Чаще всего эти слова слышали, конечно же, соседи, коммерсанты, торговцы сувенирами, бакалейщик.
— Моя жена не смогла прийти, но она благодарит вас за вчерашнюю курицу.
Или:
— Мне и моей жене хотелось бы вон того чая. Никто из них не понимал, что он говорит. Они лишь без конца слышали эти слова, которые для этого человека — симпатичного, хотя и не без странностей — были очень важны. И оттого эти два слова превратились в китайское прозвище Габриеля. Отныне его называли только «Мояжена».
— Мояжена выглядел сегодня рассерженным.
— Думаешь, можно отпустить в кредит Мояжена?
LXVIII
Уже будучи очень старым, Габриель часто делал себе подарок: в хорошую погоду выходил во второй половине дня на террасу и садился в кресло. Глядя куда-то вдаль, с блуждающей улыбкой на губах, он отдавался воспоминаниям, выстукивая руками в гречке какой-то ритм.
Элизабет подходила к нему. Смерть очень благотворно подействовала на нее: она стала гораздо спокойнее. Долг перестал ее мучить. Она открывала для себя новые удовольствия — праздность, бесконечное наслаждение временем — самим по себе, а не тем, что можно успеть за какие-то его отрезки. Она положила руку ему на голову. Ему казалось, что со старостью у него снова открылся родничок.
— Я догадалась!
— А что, разве было о чем догадываться?
— Догадалась, о чем именно ты вспоминаешь.
— Напрасно ты пытаешься проникнуть в мой череп, не получится.
— Разве ты вспоминал не о шоколаднице?
— Смотри-ка, и правда догадалась.
— Тебе не кажется, что ты вспоминаешь об этом слишком часто, и стоит поменять пластинку?
Она устроилась напротив него, на невысокой гранитной ограде, и разглядывала его недоверчиво и насмешливо.

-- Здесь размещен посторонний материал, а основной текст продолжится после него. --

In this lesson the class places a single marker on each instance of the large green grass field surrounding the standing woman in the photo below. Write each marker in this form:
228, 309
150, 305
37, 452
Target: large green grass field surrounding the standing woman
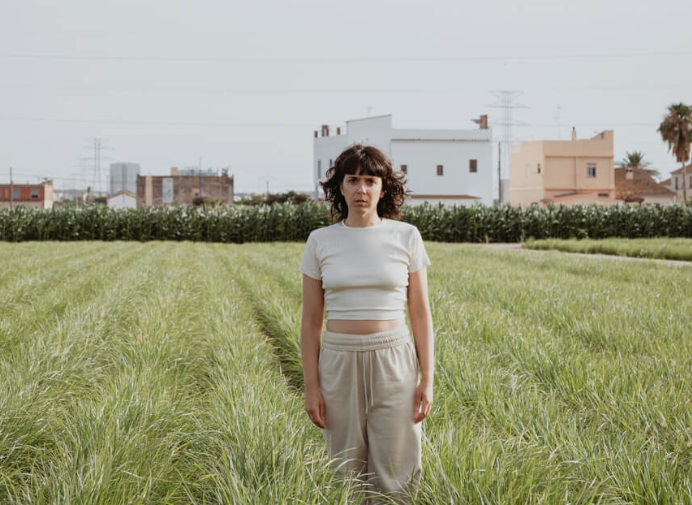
167, 372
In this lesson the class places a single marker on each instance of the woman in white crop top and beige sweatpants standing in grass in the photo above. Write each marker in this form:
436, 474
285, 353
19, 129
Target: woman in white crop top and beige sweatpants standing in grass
362, 385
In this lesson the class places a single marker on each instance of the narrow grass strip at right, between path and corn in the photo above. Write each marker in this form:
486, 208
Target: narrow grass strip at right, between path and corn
662, 248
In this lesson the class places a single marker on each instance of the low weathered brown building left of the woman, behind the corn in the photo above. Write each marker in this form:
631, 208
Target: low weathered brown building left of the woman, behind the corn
176, 189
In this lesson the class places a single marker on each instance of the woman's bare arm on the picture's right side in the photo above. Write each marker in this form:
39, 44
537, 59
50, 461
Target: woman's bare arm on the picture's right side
421, 324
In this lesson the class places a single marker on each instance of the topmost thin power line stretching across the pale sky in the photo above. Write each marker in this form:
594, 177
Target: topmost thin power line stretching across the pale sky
332, 59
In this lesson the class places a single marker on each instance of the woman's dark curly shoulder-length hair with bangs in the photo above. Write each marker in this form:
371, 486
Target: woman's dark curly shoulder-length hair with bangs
360, 159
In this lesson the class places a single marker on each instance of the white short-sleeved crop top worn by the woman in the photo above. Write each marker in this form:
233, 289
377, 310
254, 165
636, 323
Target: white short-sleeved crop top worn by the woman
364, 271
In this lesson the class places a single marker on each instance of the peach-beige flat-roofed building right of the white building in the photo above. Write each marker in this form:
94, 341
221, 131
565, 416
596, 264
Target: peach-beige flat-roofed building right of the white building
563, 171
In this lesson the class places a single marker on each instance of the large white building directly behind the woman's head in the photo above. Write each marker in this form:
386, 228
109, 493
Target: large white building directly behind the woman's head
449, 166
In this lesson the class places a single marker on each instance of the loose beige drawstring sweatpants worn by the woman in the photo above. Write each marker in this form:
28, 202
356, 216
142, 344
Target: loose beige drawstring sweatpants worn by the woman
368, 384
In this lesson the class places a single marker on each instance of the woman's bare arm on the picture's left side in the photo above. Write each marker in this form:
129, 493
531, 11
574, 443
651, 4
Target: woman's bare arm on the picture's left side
310, 335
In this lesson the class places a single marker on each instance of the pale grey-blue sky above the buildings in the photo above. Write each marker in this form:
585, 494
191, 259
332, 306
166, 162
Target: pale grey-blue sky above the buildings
243, 85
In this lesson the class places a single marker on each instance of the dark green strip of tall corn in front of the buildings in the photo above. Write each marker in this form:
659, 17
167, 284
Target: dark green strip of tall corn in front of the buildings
287, 222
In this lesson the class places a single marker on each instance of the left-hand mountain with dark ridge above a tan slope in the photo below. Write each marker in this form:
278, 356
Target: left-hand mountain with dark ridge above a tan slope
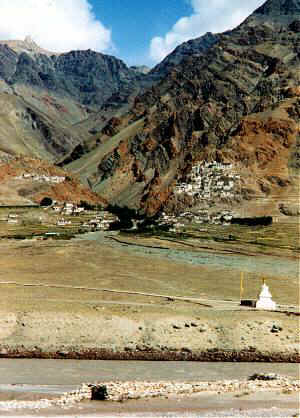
48, 93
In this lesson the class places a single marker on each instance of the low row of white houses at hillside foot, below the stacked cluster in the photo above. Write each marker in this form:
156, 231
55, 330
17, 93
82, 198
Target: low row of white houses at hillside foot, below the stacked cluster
222, 217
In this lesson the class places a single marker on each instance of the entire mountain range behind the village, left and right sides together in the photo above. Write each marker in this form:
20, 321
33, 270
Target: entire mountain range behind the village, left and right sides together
132, 135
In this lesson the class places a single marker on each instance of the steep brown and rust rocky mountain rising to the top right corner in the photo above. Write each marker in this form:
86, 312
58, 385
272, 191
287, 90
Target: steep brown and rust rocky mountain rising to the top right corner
237, 102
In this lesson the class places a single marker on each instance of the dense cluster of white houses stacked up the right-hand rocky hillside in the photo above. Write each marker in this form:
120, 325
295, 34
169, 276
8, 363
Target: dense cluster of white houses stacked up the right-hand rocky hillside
210, 180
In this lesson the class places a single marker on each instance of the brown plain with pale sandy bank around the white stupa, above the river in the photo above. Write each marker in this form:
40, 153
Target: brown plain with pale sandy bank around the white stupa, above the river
83, 299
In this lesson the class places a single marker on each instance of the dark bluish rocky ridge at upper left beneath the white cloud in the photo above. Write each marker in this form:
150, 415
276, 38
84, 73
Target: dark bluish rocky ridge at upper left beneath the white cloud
85, 76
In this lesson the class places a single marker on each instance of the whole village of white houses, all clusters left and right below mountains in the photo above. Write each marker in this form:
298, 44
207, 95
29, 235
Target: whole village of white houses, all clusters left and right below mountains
206, 184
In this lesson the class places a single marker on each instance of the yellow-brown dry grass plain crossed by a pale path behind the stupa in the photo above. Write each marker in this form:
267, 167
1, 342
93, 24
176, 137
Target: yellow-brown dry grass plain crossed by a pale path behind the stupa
90, 264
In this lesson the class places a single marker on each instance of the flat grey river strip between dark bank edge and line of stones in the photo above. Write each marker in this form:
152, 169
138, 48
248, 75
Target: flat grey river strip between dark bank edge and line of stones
74, 372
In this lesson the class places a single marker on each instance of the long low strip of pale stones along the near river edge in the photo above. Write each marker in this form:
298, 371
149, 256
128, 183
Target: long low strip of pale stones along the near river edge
121, 391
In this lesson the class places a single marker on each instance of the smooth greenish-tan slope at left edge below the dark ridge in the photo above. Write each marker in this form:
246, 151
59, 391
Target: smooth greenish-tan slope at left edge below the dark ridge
25, 129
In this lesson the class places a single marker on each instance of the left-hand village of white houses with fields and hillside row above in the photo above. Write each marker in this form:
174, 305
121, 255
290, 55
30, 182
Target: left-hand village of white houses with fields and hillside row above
49, 217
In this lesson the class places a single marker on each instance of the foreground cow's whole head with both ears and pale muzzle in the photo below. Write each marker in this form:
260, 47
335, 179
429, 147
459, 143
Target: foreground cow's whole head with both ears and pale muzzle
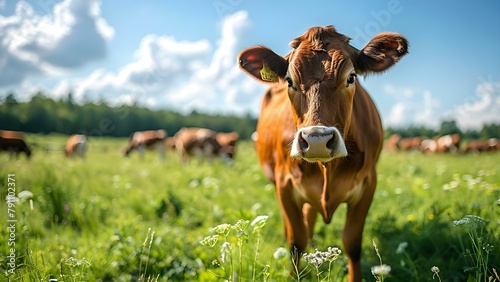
320, 73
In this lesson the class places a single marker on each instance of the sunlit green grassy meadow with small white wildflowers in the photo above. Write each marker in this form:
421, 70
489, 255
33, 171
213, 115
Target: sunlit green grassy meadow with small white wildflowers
107, 218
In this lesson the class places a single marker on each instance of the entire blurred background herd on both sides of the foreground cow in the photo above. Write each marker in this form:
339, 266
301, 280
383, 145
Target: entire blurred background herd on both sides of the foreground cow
207, 144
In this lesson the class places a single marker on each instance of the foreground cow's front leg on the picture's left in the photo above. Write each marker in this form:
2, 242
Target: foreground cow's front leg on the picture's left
295, 228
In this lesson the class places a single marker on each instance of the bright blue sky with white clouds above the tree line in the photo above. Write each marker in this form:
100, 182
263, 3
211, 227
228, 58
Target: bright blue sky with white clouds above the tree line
181, 55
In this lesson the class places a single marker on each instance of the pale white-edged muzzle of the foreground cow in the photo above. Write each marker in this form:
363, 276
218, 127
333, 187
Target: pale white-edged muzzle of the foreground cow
318, 144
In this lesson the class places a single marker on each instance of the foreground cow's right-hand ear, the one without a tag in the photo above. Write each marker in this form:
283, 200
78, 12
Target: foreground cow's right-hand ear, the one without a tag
382, 52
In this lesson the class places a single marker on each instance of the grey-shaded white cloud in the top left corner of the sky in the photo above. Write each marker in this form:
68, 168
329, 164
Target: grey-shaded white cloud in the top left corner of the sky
33, 43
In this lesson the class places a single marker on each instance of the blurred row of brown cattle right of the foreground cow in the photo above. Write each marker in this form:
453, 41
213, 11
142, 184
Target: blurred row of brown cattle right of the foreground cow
440, 144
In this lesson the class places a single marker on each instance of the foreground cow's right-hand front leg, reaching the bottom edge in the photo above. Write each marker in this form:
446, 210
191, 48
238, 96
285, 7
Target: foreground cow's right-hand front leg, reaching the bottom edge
353, 230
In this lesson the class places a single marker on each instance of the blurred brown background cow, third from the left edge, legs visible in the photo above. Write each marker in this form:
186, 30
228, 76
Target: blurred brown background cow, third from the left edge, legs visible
150, 139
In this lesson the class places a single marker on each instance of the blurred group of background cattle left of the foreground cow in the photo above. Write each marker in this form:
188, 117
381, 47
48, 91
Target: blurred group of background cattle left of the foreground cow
187, 142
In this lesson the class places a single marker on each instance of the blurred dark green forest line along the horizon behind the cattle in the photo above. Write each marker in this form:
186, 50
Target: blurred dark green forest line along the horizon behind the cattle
44, 115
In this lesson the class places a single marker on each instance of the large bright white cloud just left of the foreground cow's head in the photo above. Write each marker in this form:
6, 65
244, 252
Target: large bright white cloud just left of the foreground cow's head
180, 75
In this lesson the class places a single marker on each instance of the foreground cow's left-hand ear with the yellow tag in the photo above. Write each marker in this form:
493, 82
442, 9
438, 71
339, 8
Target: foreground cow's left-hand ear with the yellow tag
263, 64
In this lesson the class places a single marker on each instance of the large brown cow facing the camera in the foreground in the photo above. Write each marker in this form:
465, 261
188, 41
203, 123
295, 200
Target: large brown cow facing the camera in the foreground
319, 132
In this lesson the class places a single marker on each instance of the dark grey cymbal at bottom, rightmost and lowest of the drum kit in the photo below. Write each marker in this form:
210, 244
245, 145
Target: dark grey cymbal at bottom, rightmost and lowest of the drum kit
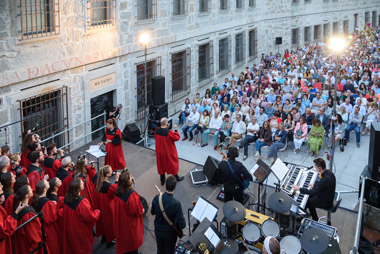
314, 241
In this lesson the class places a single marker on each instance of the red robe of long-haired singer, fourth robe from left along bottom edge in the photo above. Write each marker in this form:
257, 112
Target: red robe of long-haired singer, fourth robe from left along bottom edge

— Для меня даже оскорбительно твое настойчивое возвращение в мыслях к этому эпизоду с шоколадницей. Словно больше ничего и не было. А ты забыл о «Северной звезде», вагон 12-й, места 56-е и 57-е? А о вокзале на юге Франции, о двух телефонах-автоматах, вернее, об узком проходе между ними?

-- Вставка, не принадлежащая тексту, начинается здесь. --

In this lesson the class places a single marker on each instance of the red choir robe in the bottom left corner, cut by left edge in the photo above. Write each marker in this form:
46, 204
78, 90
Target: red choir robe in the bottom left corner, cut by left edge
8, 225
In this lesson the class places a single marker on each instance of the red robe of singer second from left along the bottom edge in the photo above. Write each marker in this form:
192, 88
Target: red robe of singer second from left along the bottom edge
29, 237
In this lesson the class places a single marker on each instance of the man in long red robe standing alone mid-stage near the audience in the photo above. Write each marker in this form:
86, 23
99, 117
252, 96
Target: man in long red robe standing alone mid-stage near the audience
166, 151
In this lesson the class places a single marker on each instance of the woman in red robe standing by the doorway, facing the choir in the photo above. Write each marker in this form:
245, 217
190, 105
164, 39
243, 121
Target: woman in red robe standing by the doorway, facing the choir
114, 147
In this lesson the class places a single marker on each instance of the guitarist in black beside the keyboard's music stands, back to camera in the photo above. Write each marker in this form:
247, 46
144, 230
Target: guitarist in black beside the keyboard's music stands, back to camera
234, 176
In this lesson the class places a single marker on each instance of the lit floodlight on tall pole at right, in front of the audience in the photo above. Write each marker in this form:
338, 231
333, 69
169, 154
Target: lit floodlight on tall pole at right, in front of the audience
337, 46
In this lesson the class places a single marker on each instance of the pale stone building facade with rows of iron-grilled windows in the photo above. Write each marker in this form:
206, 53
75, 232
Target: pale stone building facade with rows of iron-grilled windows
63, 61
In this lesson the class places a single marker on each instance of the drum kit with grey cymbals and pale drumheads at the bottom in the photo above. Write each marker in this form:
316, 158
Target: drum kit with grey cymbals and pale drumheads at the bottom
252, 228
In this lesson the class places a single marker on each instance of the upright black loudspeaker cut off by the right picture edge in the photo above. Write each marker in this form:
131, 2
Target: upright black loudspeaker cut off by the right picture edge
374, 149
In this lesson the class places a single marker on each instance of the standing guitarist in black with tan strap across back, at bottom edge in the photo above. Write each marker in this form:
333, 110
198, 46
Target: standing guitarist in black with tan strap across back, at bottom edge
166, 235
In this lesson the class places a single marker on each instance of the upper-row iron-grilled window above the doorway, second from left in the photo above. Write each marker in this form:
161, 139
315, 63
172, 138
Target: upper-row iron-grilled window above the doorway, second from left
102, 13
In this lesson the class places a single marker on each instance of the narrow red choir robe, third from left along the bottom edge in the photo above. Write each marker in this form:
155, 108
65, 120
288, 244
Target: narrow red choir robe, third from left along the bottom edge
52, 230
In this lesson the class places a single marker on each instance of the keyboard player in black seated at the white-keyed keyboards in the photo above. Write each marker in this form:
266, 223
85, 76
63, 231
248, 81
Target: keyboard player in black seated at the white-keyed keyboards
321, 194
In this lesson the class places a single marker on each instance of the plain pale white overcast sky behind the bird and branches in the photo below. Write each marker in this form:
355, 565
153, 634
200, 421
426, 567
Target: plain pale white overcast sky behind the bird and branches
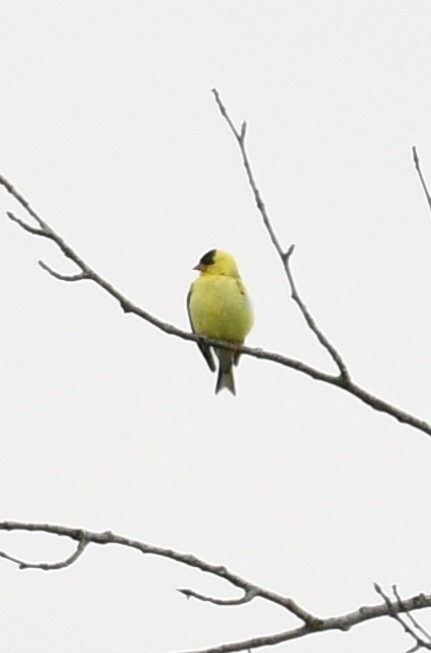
108, 127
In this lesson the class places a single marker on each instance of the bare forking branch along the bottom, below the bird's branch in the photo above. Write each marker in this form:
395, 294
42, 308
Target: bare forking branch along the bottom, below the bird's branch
311, 623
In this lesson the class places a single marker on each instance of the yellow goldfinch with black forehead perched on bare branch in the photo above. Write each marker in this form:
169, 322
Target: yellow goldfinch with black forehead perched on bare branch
219, 308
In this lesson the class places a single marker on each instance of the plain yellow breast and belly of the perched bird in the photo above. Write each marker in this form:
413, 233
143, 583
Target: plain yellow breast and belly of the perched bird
219, 308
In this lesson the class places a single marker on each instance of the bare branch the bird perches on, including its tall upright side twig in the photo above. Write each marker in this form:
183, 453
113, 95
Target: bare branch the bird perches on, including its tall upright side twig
341, 380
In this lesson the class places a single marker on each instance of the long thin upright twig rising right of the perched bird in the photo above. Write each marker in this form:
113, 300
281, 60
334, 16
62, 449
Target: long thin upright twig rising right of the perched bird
284, 256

— Ты знаешь, почему я чаще всего думаю об этом.
— Скажи еще раз. В твоем возрасте полезно краснеть.
— Все на тебя тогда смотрели.
— Вот так так! Я думала, он влюблен, а он всего лишь дрессировщик. Оставляю тебя с твоими воспоминаниями.
Она отправлялась подрезать кустарник, он же закрывал глаза и заплывал далеко в море.

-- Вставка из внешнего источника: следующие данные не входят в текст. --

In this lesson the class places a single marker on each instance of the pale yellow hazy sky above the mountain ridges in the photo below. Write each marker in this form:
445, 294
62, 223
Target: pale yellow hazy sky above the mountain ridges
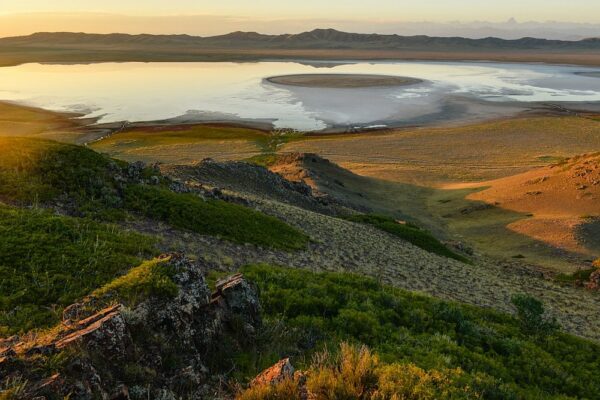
205, 17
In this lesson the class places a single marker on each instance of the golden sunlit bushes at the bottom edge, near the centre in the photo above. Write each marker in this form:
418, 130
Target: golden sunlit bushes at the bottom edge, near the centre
356, 373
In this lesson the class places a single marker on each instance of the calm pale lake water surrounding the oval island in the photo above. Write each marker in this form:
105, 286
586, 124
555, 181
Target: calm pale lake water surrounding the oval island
233, 91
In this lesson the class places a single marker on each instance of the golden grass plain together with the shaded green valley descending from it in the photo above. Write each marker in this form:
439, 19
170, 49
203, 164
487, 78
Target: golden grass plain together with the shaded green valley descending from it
412, 158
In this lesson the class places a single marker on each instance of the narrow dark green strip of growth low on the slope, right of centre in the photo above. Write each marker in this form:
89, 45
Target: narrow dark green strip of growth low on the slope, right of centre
411, 233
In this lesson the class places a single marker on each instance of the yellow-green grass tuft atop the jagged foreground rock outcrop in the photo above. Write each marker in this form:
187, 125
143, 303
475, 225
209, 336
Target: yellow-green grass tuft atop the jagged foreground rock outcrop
153, 278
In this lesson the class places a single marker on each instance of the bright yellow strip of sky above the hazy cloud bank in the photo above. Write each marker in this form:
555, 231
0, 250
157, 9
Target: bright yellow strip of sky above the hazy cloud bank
492, 10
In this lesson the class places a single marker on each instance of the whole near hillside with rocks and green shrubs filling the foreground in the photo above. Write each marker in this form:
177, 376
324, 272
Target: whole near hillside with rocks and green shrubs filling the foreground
120, 281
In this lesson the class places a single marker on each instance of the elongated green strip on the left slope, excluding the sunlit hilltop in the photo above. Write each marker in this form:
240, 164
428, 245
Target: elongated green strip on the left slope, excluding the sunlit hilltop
213, 217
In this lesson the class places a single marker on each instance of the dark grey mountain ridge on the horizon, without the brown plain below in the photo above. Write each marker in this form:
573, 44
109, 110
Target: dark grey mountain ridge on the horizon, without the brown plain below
316, 39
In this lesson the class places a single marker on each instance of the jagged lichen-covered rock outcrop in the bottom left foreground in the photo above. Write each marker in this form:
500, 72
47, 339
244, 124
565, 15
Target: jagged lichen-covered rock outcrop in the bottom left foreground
160, 348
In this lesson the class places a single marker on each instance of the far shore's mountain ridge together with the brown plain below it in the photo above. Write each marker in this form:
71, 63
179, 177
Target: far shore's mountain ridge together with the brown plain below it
319, 43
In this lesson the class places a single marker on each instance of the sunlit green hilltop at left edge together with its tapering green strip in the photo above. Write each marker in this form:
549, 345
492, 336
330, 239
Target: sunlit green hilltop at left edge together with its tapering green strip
45, 172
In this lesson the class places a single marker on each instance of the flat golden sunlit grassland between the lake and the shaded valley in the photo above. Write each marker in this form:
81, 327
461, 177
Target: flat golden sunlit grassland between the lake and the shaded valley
439, 155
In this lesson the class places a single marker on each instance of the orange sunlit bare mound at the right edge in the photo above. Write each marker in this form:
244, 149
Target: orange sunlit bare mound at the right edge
559, 198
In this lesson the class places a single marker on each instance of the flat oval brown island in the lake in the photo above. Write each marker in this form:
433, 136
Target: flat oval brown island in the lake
341, 81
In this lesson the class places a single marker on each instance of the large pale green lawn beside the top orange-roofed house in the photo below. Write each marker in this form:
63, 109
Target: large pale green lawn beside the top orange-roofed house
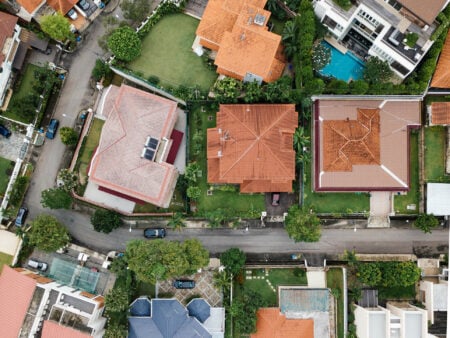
167, 53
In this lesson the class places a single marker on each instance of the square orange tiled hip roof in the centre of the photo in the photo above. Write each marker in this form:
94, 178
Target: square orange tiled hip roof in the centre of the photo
252, 145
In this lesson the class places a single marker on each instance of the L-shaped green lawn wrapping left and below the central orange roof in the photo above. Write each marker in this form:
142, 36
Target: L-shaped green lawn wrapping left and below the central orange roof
243, 205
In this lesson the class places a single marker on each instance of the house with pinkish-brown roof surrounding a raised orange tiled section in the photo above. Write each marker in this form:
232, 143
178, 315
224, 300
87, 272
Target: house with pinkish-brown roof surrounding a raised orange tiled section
361, 144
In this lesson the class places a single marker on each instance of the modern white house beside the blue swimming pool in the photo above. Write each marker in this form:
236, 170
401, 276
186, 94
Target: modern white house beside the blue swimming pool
396, 31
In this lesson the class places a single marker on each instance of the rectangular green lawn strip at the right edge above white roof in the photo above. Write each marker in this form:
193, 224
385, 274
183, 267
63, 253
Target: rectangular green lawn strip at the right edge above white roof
435, 138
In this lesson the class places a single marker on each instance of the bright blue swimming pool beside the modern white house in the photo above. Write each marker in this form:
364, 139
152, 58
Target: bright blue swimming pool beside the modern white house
345, 67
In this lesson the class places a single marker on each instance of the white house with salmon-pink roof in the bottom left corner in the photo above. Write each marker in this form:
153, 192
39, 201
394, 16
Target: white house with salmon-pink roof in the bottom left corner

Это случилось в тот год, когда между ними все было кончено. Они заявили об этом во всеуслышание всем друзьям. Разрыв получил имя моратория. Каждый вернулся к своей жизни. По утрам теперь царила тишина вместо трех обычных звонков: десятичасового — «Я слушаю, как звонят колокола»; полдневного — «Совещание закончилось?» и в час дня: «Разве ты с ним не обедала на прошлой неделе?» Удручающий послеобеденный покой без всякой надежды хоть где-то пересечься. Ночная схватка с бессознательным, сопровождаемая суровым торгом: «Хочу уснуть. Уговорились — никаких снов о ней, ни единого ее образа. Иначе к чему все это скорбное выкорчевывание?»